Lynne Garvey-Hodge serves on the Town of Clifton Historic Preservation Committee, which she initiated; serves as chair of the Clifton Betterment Association's Clifton Oral History Project; and chaired the Clifton Community Woman's Club Spring Homes Tour in 2011. Her new historic home on Blue Dan Lane will also be on the 2012 Clifton Community Woman's Club Homes Tour.

Lynne Garvey-Hodge and Mary Lipsey co-founded the non-profit Fairfax County Cemetery Preservation Association, Inc., whose goal is to preserve and protect family cemeteries in Fairfax County. Both are officers.

Sallie Lyons formed and incorporated the Friends of Fairfax County Archaeology and Cultural Resources, FOFA, supporting the Cultural Resource Management and Protection Section of the Park Authority. Barbara Naef was among the charter members.

Sallie Lyons continues to promote preservation and archaeology in Colchester and provide pro bono graphic design through Lyonshare Studios for CRMP historical interpretive trailside displays. She is an active member of the Lorton Heritage Society, Preservation Virginia and the Northern Virginia Chapter of the Archaeological Society of Virginia.

Elise Murray and Mayo Stuntz serve on the Board of Directors of the Historical Society of Fairfax County.

Elise Murray attended the Virginia State Preservation Conference held in Winchester in September 2011.

As the Archaeologist Representative on the Commission, Barbara Naef continued to meet regularly with the Park Authority Cultural Resource Management and Protection (CRMP) Section Manager, to keep advised and updated on the various activities and projects involving the countywide archaeology programs that are managed through CRMP.

The volunteer assignment to coordinate the Park Authority Resource Management Division's American Association of Museums (AAM) accreditation self-study that Barbara Naef accepted in 2009 continued through 2011. In September 2010, she received the Resource Management Division Volunteer Excellence Award for her work on accreditation.

Debbie Robison continues to research local history and write articles about historical sites and events in Fairfax County. In addition, she regularly assists the public by answering research questions. She completed the research phase of a major project begun in 2010 to research and identify water-powered mills in Fairfax County.
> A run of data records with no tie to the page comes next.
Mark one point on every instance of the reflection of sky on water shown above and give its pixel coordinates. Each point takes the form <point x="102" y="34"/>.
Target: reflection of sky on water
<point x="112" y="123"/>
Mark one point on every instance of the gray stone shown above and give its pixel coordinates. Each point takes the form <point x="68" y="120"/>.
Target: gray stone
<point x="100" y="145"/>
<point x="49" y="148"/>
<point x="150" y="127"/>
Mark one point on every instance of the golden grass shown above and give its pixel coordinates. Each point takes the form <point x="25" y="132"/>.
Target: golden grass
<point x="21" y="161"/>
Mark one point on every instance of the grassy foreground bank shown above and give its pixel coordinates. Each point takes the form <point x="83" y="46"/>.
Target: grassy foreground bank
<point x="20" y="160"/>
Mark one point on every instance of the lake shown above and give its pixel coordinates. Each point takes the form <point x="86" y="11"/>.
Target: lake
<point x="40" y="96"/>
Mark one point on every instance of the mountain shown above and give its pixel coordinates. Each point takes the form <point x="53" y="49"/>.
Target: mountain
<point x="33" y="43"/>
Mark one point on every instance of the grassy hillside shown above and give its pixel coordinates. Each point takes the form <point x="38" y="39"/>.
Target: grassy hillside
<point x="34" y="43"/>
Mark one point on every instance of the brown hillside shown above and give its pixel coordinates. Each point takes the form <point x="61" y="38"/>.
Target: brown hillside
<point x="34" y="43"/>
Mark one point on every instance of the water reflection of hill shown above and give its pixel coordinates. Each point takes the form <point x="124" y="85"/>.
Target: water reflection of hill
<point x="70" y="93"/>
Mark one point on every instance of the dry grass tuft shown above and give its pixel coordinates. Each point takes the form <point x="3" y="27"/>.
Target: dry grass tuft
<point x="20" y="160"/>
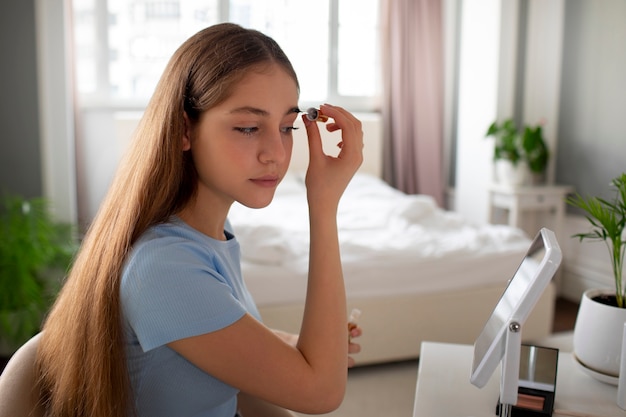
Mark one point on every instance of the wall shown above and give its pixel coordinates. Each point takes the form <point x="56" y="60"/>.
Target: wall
<point x="592" y="132"/>
<point x="20" y="155"/>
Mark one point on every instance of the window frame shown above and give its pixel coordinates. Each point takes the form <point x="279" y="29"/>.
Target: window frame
<point x="100" y="99"/>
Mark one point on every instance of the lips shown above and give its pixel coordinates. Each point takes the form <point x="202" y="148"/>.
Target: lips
<point x="266" y="181"/>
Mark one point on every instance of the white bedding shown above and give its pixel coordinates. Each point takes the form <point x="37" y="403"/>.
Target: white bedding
<point x="391" y="243"/>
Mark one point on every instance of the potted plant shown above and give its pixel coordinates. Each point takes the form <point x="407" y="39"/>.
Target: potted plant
<point x="600" y="322"/>
<point x="516" y="152"/>
<point x="35" y="252"/>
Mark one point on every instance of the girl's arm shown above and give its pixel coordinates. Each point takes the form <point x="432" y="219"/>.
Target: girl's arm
<point x="309" y="377"/>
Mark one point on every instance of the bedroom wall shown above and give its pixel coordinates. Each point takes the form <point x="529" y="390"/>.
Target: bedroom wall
<point x="20" y="154"/>
<point x="592" y="132"/>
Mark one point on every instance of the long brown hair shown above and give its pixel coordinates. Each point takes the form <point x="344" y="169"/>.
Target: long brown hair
<point x="81" y="357"/>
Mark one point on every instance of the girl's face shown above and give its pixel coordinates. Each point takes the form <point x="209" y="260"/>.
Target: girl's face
<point x="242" y="147"/>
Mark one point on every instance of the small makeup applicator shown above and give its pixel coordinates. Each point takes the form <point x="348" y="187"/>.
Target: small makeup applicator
<point x="315" y="115"/>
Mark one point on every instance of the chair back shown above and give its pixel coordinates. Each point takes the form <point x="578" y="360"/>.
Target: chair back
<point x="19" y="396"/>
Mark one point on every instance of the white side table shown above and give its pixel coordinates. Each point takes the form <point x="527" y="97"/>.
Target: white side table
<point x="525" y="202"/>
<point x="444" y="390"/>
<point x="518" y="200"/>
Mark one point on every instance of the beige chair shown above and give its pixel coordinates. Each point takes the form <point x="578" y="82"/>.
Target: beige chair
<point x="18" y="395"/>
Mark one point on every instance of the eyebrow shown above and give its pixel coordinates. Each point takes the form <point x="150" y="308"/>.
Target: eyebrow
<point x="261" y="112"/>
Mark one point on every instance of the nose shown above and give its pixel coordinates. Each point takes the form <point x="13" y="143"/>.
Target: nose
<point x="273" y="149"/>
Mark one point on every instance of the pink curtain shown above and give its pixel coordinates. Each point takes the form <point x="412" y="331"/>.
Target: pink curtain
<point x="412" y="111"/>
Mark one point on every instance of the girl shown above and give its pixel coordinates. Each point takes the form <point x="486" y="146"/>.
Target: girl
<point x="155" y="319"/>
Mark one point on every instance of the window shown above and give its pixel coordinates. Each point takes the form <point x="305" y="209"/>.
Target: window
<point x="122" y="46"/>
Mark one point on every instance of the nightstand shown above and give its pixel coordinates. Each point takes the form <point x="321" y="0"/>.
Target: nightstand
<point x="522" y="202"/>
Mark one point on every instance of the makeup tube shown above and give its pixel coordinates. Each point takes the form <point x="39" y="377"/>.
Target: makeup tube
<point x="315" y="115"/>
<point x="352" y="319"/>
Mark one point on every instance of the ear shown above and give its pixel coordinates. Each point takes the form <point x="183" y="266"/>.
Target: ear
<point x="187" y="135"/>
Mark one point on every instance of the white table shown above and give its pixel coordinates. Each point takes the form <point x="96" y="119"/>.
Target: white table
<point x="443" y="387"/>
<point x="518" y="200"/>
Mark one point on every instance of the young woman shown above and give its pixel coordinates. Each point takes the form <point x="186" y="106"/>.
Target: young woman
<point x="155" y="319"/>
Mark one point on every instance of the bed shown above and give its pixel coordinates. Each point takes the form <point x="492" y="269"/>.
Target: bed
<point x="414" y="270"/>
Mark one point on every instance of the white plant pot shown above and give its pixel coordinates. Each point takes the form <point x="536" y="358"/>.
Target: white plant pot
<point x="598" y="334"/>
<point x="509" y="174"/>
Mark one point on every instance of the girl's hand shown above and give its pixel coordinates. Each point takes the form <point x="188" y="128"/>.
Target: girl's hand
<point x="327" y="176"/>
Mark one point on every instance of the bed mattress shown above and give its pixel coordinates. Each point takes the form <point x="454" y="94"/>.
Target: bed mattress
<point x="391" y="244"/>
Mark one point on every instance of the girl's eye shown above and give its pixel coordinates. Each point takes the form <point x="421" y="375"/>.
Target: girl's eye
<point x="288" y="129"/>
<point x="247" y="130"/>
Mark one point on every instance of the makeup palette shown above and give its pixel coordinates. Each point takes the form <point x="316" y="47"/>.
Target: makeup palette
<point x="537" y="382"/>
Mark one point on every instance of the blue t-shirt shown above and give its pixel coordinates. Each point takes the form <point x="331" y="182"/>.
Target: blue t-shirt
<point x="177" y="283"/>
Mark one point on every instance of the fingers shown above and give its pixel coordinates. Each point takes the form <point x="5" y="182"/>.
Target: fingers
<point x="314" y="137"/>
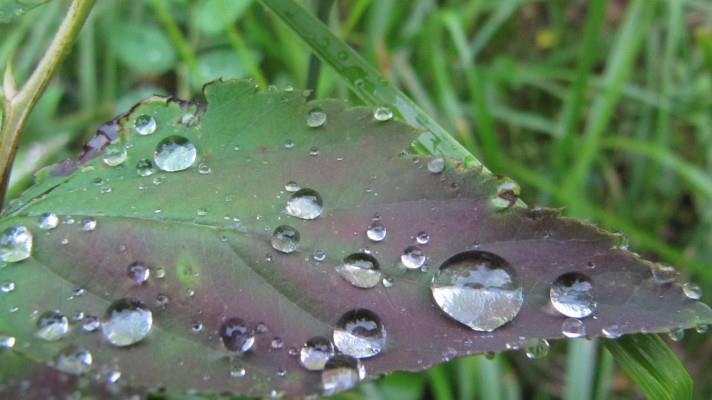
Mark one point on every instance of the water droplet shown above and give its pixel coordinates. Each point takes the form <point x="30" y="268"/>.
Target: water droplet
<point x="361" y="270"/>
<point x="305" y="204"/>
<point x="15" y="244"/>
<point x="126" y="322"/>
<point x="237" y="335"/>
<point x="138" y="273"/>
<point x="174" y="153"/>
<point x="573" y="328"/>
<point x="360" y="333"/>
<point x="52" y="326"/>
<point x="48" y="221"/>
<point x="144" y="167"/>
<point x="145" y="125"/>
<point x="74" y="360"/>
<point x="572" y="295"/>
<point x="537" y="348"/>
<point x="382" y="113"/>
<point x="115" y="155"/>
<point x="413" y="257"/>
<point x="436" y="165"/>
<point x="88" y="224"/>
<point x="692" y="291"/>
<point x="316" y="118"/>
<point x="285" y="239"/>
<point x="315" y="353"/>
<point x="376" y="232"/>
<point x="478" y="289"/>
<point x="340" y="373"/>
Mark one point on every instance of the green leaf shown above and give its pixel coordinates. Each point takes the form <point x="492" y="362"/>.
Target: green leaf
<point x="209" y="229"/>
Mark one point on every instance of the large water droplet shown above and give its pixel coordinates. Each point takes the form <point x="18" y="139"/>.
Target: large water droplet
<point x="285" y="239"/>
<point x="52" y="325"/>
<point x="74" y="360"/>
<point x="237" y="335"/>
<point x="305" y="204"/>
<point x="478" y="289"/>
<point x="174" y="153"/>
<point x="15" y="244"/>
<point x="361" y="270"/>
<point x="145" y="124"/>
<point x="340" y="373"/>
<point x="315" y="353"/>
<point x="127" y="321"/>
<point x="360" y="333"/>
<point x="572" y="295"/>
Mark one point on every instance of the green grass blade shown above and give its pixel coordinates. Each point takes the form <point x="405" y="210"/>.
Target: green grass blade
<point x="653" y="366"/>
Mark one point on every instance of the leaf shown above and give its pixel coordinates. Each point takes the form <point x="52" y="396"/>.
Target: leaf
<point x="210" y="233"/>
<point x="143" y="48"/>
<point x="11" y="9"/>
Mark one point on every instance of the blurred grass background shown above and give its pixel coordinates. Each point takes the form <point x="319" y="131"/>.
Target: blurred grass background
<point x="603" y="107"/>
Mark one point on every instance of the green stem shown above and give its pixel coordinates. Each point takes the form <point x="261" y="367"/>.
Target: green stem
<point x="17" y="106"/>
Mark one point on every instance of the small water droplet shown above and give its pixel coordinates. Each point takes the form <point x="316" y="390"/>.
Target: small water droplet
<point x="285" y="239"/>
<point x="341" y="373"/>
<point x="48" y="221"/>
<point x="15" y="244"/>
<point x="478" y="289"/>
<point x="413" y="257"/>
<point x="145" y="125"/>
<point x="305" y="204"/>
<point x="573" y="328"/>
<point x="360" y="333"/>
<point x="126" y="322"/>
<point x="572" y="295"/>
<point x="237" y="335"/>
<point x="316" y="118"/>
<point x="174" y="153"/>
<point x="52" y="326"/>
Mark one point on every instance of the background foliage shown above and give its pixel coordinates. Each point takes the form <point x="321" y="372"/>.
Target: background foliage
<point x="601" y="107"/>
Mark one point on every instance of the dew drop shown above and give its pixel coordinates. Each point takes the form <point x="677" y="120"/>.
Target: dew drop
<point x="126" y="322"/>
<point x="315" y="353"/>
<point x="572" y="295"/>
<point x="237" y="336"/>
<point x="174" y="153"/>
<point x="145" y="125"/>
<point x="359" y="333"/>
<point x="478" y="289"/>
<point x="305" y="204"/>
<point x="285" y="239"/>
<point x="15" y="244"/>
<point x="52" y="326"/>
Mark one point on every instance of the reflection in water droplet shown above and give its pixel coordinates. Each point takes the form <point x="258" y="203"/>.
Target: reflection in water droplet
<point x="126" y="322"/>
<point x="174" y="153"/>
<point x="361" y="270"/>
<point x="145" y="125"/>
<point x="305" y="204"/>
<point x="573" y="328"/>
<point x="74" y="360"/>
<point x="360" y="333"/>
<point x="316" y="118"/>
<point x="48" y="221"/>
<point x="572" y="295"/>
<point x="15" y="244"/>
<point x="285" y="239"/>
<point x="52" y="326"/>
<point x="340" y="373"/>
<point x="315" y="353"/>
<point x="413" y="257"/>
<point x="237" y="335"/>
<point x="478" y="289"/>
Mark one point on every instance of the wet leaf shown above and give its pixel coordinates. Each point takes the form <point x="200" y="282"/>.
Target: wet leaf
<point x="208" y="235"/>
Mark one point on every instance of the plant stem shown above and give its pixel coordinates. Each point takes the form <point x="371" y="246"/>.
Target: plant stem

In addition, she researched the history of all of the historic structures in Clifton and the ruins of Matildaville at Great Falls. She is a member of the Historic Centreville Society Board and serves on the Centreville Joint Committee reviewing proposed developments in the Centreville Historic District.

Naomi Zeavin serves on the board of directors of the Capitol Hill Civil War Roundtable.